Is AI and Cybersecurity a safe and controllable confluence to deal with? How can the smaller businesses jump into this whole gig economy of AI+ Cybersecurity?
Many technologies can be both safe and controllable, while also having the potential to be harmful. Specifically with AI, our challenge will be in deciding how much control to give away to automation.
For example, we can gain efficiencies in having AI help us identify cybersecurity threats, however we have to be careful which decisions we allow the algorithms to make based on this data. I could imagine that an AI could decide to shut out users or shut down services that are misidentified as threats or are threats in ways we did not intend. We use AI here to improve efficiency in our analysis process and have yet to see a clash with our ability to leverage the cybersecurity gig economy.

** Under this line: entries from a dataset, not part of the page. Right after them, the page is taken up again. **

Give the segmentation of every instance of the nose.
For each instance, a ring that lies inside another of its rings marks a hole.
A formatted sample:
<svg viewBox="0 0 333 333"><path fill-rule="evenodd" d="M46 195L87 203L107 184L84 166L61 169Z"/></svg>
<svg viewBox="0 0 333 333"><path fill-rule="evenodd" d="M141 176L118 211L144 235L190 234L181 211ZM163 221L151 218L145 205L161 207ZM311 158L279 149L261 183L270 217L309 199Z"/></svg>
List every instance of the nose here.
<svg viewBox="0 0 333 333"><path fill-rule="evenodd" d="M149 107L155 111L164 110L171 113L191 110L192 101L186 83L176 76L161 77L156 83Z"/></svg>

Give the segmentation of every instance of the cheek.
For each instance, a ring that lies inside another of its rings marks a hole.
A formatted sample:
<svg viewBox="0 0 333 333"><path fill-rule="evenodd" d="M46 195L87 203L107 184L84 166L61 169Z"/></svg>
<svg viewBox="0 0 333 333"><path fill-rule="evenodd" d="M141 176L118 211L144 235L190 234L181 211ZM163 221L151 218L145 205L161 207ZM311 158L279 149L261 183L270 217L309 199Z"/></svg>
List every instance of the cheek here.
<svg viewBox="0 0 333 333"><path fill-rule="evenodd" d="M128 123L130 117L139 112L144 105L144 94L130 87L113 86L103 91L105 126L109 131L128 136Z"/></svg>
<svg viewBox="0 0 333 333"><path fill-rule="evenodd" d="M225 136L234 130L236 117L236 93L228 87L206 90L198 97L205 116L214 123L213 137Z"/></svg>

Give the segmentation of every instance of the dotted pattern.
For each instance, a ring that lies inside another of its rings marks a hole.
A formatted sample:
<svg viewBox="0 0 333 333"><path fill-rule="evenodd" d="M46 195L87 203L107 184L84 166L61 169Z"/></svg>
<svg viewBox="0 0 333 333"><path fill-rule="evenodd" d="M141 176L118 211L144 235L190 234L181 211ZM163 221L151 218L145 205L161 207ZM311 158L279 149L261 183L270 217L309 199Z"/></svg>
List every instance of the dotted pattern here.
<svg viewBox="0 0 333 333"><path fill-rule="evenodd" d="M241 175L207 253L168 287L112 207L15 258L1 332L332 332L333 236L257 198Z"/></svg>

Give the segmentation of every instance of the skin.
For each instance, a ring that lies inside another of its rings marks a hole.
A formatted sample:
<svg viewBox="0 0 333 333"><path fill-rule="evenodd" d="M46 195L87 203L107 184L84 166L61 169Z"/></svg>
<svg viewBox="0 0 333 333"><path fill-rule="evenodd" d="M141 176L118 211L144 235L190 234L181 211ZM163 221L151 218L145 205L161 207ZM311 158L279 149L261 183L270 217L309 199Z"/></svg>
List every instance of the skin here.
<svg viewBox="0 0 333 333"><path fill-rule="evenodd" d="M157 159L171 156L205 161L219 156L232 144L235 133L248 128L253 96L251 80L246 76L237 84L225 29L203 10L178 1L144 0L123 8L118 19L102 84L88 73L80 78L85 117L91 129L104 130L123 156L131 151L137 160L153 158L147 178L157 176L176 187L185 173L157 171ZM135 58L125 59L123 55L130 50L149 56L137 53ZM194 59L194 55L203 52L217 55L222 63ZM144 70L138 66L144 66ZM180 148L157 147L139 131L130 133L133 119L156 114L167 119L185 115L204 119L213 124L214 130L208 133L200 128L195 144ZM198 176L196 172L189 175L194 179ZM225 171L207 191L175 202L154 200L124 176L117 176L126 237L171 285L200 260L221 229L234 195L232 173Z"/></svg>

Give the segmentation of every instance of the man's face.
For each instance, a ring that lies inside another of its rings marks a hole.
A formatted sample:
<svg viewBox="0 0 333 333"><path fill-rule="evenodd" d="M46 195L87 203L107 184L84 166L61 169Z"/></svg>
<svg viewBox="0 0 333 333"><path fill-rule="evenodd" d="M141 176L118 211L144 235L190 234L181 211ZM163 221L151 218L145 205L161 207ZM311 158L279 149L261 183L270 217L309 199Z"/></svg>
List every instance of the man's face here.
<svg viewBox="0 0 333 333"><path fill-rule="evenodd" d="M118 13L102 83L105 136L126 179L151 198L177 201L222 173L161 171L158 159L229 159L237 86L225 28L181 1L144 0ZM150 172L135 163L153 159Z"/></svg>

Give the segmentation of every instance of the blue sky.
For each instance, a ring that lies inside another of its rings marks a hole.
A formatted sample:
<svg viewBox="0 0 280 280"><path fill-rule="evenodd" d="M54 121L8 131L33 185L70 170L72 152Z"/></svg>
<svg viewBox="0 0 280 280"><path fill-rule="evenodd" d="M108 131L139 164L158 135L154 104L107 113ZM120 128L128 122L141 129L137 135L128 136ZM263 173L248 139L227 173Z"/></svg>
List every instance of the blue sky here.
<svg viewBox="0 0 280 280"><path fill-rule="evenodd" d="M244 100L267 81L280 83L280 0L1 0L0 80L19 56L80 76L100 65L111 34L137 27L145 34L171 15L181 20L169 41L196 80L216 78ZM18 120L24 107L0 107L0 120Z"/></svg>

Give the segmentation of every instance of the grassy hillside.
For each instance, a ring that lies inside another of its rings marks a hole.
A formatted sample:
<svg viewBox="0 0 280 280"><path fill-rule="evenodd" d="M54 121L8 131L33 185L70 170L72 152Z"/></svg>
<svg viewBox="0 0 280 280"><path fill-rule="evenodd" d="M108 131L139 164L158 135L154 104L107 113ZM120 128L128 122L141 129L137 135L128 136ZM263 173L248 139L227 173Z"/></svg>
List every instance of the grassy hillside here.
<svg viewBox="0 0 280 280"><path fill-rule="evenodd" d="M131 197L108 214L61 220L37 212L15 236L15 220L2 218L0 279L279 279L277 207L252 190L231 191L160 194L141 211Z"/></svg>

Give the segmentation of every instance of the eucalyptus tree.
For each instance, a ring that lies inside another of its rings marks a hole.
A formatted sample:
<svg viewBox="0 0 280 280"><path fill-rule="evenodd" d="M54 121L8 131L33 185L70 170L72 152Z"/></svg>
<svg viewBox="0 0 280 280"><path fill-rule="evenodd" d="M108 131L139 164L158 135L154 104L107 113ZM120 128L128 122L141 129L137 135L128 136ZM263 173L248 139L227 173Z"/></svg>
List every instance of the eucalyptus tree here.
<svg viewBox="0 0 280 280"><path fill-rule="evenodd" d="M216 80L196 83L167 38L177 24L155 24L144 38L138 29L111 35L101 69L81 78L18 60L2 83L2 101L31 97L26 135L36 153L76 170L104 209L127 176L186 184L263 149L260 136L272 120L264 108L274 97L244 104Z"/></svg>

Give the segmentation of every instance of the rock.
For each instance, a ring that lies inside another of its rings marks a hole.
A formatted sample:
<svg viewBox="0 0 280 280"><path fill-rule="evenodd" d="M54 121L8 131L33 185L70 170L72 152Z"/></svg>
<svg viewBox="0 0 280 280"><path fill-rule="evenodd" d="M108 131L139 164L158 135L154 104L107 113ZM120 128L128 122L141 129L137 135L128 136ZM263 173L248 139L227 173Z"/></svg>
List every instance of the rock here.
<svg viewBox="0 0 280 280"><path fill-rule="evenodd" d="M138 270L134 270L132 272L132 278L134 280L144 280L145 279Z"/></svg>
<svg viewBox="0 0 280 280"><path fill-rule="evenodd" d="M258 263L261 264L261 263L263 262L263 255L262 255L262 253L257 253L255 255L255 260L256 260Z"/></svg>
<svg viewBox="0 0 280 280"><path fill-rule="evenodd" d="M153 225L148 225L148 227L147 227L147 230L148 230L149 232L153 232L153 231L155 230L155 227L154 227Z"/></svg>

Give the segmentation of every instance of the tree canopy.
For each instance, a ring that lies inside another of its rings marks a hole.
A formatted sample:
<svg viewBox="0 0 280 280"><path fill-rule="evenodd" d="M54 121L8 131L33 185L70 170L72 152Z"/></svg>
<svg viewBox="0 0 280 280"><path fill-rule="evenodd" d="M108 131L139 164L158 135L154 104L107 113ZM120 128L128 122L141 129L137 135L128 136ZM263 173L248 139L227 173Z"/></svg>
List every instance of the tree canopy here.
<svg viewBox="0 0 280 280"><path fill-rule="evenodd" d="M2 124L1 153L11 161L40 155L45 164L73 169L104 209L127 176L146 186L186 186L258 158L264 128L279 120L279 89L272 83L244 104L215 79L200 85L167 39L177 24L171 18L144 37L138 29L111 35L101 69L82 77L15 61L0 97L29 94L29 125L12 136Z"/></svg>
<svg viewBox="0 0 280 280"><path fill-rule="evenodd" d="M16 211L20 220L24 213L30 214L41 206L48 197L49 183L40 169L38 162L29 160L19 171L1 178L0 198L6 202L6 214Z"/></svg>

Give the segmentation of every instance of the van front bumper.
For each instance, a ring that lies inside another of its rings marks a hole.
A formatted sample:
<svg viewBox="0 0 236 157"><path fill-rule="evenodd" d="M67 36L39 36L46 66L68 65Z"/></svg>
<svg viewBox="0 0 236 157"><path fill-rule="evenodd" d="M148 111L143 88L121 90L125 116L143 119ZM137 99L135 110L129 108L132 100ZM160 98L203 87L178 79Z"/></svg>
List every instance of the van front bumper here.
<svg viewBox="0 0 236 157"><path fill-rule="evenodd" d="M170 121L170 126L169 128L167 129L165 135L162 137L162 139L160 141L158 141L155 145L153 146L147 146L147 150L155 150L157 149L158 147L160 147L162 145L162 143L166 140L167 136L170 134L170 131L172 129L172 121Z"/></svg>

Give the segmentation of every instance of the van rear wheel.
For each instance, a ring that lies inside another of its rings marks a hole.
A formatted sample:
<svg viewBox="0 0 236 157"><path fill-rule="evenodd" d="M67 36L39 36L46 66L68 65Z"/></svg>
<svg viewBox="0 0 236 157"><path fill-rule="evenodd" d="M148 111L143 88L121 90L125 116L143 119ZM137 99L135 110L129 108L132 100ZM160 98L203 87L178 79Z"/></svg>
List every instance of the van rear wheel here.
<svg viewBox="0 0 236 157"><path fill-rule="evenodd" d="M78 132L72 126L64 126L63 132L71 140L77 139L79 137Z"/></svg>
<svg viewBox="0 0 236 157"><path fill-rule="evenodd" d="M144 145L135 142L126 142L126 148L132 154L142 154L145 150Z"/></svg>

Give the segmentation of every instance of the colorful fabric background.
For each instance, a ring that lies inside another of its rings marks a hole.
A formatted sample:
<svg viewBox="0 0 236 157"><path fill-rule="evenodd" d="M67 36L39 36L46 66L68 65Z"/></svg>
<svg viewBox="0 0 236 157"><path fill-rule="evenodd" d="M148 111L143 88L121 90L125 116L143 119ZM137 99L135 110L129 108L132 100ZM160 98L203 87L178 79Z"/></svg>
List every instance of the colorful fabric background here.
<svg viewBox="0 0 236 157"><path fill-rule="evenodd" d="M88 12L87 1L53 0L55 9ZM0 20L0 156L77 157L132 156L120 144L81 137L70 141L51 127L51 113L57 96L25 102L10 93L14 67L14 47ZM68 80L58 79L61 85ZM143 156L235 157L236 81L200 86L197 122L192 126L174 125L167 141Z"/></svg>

What is your opinion on “Weaponization of AI and Robotic Technologies”? How do you promote your ethical AI ideas in the modern digital economy?
I think it is inevitable that emerging technologies will be weaponized. Many nations have strict governance on the development, distribution, and application of weapon systems.
From an ethical perspective, I do believe that it is important that companies are responsible and take reasonable precautions to prevent their products that leverage AI and robotic technologies from being misused.
Thank you Bret, for chatting with us today!
Bret Padres has more than 25 years of experience in information security, digital forensics, law enforcement, electronic discovery, and counterintelligence. He has worked on some of history’s most notorious retail and state-sponsored data breaches. As a Special Agent in the U.S. Air Force Office of Special Investigations, he was the lead agent on numerous national and international computer intrusion investigations.
Crypsis was built based on a shared vision of creating a more secure digital world by providing the highest quality incident response, risk management, and digital forensic services. Our daily mission is to fight cybercrime. We help and protect our clients by defending against and responding to severe cybersecurity threats. Staying ahead of the rapidly evolving threat landscape requires elite cybersecurity expertise, global response capability, and constant innovation. These competencies comprise our core values. Out of this vision, Crypsis has grown into a national force with offices across the U.S. in Washington D.C., New York, Chicago, Austin, and Los Angeles, and from which our expanding corps of elite cybersecurity experts help and protect organizations worldwide.